Gauntlet Gallery — Complete Vhils Print Index
Sever 01
Summary
Sever 01 (2022) is a two-colour screenprint on plexiglass mounted over advertising posters collected from the streets, laid on wood, at 70 x 100 cm. Signed and numbered in an edition of 50, each example is unique: the salvaged street posters vary in colour and composition, so no two assemblages are alike.
Why It Matters
This work embeds actual urban ephemera, layered advertising posters torn from city walls, beneath a screenprinted plexiglass surface. It is Vhils working directly with found material culture, the same billboard-and-poster strata he excavates in his mural work. The variation from piece to piece makes each a genuine one-off rather than a uniform multiple.
Collector Perspective
Despite the edition of 50, the use of unique salvaged posters means every Sever 01 differs, blurring the line between edition and original. The plexiglass-on-wood construction is an object requiring careful hanging. Collectors drawn to authenticity of materials, actual street-collected posters, will value the direct link to Vhils's source environment and the assemblage's mixed-media depth.
Historical Context
Décollage, the art of layered and torn poster fragments, has roots in the mid-20th-century Nouveau Réalisme movement of artists like Jacques Villeglé. Vhils extends that lineage by combining collected advertising with screenprint on plexiglass, reflecting his career-long fascination with the accumulated visual noise of the urban surface as both subject and material.
FAQ
Why is each Sever 01 unique?
Each incorporates different advertising posters collected from the streets, so colour and composition vary across the edition of 50.
What is the construction?
A two-colour screenprint on plexiglass over street-collected posters, mounted on wood, at 70 x 100 cm.
How does it relate to décollage?
It draws on the layered, torn-poster tradition of mid-century Nouveau Réalisme, using real urban ephemera as material.
Is it a standard print?
No; it is a mixed-media assemblage, making each example effectively a one-off.
About the Artist
Vhils is the working name of Alexandre Farto, a Portuguese visual artist born in 1987 near Lisbon.
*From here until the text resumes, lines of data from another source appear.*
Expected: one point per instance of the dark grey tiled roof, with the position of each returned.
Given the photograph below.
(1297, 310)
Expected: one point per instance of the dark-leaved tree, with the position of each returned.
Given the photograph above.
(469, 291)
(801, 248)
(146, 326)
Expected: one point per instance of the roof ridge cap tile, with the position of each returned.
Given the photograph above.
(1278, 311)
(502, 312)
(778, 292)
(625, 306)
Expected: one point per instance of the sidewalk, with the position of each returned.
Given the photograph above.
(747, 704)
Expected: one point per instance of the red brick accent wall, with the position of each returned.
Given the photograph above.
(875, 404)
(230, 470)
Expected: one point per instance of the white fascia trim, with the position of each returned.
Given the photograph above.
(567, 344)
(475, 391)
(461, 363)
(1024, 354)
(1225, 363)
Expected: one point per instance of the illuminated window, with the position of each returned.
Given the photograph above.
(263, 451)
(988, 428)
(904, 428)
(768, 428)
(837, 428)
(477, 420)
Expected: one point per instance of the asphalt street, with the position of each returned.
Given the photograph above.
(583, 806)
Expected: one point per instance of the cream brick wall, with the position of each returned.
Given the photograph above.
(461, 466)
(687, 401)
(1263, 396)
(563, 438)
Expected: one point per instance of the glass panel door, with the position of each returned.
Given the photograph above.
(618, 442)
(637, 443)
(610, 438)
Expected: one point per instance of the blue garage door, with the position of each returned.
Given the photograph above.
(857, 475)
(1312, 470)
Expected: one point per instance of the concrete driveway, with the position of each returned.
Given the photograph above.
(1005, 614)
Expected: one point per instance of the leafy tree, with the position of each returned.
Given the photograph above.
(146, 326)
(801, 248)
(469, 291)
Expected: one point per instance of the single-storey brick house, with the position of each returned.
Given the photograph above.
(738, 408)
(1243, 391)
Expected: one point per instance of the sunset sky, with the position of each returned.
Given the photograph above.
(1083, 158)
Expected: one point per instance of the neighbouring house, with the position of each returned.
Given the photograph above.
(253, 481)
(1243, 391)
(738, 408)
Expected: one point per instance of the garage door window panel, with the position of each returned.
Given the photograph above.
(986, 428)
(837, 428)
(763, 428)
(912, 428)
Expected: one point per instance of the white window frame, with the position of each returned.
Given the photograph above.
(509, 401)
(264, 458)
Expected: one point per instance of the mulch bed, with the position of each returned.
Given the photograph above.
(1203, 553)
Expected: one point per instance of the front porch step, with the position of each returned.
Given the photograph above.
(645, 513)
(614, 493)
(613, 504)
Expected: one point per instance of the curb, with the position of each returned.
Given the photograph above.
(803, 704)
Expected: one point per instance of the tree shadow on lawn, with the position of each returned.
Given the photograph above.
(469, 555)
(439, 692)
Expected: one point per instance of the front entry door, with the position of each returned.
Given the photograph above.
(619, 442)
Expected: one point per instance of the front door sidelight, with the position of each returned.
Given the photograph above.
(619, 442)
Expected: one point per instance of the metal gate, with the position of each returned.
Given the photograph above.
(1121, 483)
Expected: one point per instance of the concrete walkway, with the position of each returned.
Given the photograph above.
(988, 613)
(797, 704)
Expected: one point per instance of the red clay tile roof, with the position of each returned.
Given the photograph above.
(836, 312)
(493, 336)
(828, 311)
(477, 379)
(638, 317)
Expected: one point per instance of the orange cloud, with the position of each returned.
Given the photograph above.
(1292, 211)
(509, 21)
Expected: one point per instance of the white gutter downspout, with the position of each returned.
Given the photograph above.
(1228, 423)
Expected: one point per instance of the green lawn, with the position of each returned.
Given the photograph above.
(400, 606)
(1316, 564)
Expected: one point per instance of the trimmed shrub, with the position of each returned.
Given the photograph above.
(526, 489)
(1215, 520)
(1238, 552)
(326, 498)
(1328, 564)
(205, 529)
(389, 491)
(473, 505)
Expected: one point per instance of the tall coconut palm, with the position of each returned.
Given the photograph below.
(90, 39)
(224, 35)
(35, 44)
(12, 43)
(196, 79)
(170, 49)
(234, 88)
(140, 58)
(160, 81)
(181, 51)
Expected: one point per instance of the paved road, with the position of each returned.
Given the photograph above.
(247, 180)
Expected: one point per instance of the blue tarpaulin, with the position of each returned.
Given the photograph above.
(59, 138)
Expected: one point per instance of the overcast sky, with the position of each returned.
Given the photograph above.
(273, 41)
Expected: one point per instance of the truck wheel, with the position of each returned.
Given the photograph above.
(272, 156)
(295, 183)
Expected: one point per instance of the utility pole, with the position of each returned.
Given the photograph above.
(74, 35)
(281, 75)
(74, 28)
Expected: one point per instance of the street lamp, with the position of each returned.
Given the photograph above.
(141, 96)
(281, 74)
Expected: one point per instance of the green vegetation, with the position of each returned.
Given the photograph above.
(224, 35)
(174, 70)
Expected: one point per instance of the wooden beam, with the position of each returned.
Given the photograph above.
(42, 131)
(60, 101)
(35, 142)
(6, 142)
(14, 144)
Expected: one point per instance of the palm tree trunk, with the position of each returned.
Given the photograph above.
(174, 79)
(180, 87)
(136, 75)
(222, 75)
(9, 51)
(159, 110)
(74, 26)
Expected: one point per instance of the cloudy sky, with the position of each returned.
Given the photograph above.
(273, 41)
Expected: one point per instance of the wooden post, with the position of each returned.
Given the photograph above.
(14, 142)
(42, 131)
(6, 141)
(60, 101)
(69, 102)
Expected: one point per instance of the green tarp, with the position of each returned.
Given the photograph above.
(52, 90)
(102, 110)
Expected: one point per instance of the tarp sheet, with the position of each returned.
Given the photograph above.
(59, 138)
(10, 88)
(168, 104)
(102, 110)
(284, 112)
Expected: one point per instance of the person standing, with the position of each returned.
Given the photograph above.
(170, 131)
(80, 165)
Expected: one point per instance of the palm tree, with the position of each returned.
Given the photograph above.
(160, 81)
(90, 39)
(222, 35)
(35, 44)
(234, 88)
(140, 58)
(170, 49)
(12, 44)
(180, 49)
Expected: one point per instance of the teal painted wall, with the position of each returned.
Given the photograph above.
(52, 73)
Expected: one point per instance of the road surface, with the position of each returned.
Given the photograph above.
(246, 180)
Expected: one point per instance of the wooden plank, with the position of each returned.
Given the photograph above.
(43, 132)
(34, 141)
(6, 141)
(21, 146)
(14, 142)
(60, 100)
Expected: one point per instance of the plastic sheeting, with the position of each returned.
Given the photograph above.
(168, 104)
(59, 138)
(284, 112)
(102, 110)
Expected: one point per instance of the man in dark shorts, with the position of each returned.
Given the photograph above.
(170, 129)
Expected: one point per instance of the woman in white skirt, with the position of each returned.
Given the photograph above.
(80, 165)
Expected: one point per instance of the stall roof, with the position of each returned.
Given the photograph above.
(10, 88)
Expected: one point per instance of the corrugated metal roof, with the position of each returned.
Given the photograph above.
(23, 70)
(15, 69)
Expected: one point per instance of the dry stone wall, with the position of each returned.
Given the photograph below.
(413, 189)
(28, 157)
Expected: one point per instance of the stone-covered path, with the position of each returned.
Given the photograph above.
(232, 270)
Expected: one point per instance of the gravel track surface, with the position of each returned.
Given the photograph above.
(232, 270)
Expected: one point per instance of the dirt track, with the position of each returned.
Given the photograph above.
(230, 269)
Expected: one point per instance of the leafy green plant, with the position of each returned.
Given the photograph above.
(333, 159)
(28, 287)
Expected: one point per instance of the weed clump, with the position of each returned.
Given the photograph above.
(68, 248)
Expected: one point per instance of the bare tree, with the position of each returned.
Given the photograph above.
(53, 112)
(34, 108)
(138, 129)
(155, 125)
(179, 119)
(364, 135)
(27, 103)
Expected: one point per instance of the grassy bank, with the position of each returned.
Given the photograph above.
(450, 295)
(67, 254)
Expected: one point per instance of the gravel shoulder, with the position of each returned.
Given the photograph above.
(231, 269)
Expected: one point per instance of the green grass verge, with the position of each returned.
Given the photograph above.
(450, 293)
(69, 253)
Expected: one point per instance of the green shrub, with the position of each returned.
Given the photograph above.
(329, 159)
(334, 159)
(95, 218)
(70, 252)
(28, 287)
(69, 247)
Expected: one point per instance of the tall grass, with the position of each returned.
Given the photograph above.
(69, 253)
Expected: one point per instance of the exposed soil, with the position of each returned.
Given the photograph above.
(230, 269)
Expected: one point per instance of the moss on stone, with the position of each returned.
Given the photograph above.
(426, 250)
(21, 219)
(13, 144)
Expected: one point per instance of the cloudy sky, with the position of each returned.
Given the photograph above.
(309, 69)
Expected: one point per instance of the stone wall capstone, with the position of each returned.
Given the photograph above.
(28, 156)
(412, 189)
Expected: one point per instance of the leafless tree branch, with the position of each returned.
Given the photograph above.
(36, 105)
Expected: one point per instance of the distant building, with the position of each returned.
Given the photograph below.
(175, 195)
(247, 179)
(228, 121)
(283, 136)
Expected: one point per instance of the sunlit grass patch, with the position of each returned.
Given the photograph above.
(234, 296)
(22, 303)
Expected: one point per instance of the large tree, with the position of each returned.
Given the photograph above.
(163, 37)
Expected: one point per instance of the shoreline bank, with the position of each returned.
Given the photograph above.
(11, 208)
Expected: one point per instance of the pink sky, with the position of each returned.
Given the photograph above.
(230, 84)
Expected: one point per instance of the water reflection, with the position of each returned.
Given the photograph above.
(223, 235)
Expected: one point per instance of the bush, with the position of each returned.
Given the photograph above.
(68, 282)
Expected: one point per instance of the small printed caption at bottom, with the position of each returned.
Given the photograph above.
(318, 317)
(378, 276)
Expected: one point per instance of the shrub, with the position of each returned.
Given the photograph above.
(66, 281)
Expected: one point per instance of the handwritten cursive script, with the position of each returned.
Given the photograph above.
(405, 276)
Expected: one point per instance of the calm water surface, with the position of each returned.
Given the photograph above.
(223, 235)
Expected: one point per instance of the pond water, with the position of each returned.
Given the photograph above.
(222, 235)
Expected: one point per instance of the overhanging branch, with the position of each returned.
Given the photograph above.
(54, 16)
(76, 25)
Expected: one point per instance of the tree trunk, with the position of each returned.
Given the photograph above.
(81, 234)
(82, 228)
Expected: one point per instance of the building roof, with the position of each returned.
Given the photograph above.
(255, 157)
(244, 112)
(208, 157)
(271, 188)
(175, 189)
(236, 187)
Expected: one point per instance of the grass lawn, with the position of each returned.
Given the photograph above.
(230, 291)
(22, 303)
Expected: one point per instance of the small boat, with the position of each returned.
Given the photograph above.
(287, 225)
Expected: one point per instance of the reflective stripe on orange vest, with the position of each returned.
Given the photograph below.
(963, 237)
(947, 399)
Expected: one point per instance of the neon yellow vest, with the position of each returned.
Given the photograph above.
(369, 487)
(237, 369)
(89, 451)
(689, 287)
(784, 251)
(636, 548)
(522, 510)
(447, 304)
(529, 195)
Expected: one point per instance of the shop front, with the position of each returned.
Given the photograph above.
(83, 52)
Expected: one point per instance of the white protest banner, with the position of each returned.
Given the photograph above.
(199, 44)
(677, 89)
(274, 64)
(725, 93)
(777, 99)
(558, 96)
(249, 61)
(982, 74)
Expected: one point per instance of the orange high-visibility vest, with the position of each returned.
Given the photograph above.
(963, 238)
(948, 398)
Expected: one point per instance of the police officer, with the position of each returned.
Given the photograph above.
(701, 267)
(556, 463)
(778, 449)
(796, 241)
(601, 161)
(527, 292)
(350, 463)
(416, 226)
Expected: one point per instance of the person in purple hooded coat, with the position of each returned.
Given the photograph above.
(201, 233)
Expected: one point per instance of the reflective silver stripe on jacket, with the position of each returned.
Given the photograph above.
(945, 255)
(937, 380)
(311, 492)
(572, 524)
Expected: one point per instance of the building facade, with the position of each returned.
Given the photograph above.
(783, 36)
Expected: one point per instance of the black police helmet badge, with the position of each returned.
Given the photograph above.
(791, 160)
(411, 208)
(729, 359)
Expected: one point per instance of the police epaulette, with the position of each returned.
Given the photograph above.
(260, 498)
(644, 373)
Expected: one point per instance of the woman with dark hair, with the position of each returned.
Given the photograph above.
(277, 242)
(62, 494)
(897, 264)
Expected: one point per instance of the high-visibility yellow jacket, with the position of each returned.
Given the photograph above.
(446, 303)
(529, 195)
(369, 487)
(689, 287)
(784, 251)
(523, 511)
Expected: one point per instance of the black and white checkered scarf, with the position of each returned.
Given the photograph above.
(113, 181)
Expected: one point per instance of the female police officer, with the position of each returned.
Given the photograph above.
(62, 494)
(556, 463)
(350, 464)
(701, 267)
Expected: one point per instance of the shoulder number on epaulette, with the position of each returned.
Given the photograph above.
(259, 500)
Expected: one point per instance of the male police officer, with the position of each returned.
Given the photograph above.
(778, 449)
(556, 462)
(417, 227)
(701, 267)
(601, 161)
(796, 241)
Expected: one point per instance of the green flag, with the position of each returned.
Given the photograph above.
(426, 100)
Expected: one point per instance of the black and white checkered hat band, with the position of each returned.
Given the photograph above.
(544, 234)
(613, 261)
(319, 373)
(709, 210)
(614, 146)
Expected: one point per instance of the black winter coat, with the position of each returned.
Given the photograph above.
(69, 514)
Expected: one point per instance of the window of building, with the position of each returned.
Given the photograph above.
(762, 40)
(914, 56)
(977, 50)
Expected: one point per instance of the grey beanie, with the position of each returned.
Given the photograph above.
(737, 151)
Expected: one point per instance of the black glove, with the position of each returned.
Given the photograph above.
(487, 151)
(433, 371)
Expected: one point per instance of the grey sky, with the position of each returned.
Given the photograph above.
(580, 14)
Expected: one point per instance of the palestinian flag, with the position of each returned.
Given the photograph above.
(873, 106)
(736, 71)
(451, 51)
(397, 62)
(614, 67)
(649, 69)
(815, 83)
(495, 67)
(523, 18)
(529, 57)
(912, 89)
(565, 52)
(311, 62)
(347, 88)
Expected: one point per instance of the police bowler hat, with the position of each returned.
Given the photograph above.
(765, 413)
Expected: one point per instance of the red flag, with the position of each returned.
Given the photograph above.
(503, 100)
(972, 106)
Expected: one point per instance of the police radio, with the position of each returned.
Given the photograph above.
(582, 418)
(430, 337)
He is internationally recognized for a pioneering "carving" technique in which he excavates portraits from layered walls, billboards, and surfaces using chisels, drills, and controlled explosives, effectively creating images by removing material rather than adding it. His large-scale murals appear in cities across the globe, and his studio editions translate this bas-relief, destructive-creation aesthetic into prints, laser-cut works, and mixed-media pieces. Vhils has exhibited widely and collaborated on major public and institutional projects.
Collecting Vhils at Gauntlet Gallery
What Vhils works can I collect?
Beyond his walls, Vhils produces signed, numbered studio editions including screenprints, hand-carved paper, laser-cut metal, and mixed-media relief works. Editions that preserve his signature carving texture are especially sought after. Gauntlet Gallery favors pieces in excellent condition with intact surfaces and complete documentation.
How is a Vhils piece authenticated?
We sell Vhils works with documented studio provenance, supported by the edition's signature and numbering. Each piece is photographed exactly as it will ship, including signature, edition number, and any embossing or studio marks, so details are verifiable up front.
What drives value?
Medium and technique (unique carved and relief works over flat prints), edition size, scale, condition, and documented provenance all shape price. Hand-worked, textural, and one-of-a-kind pieces carry the highest premiums.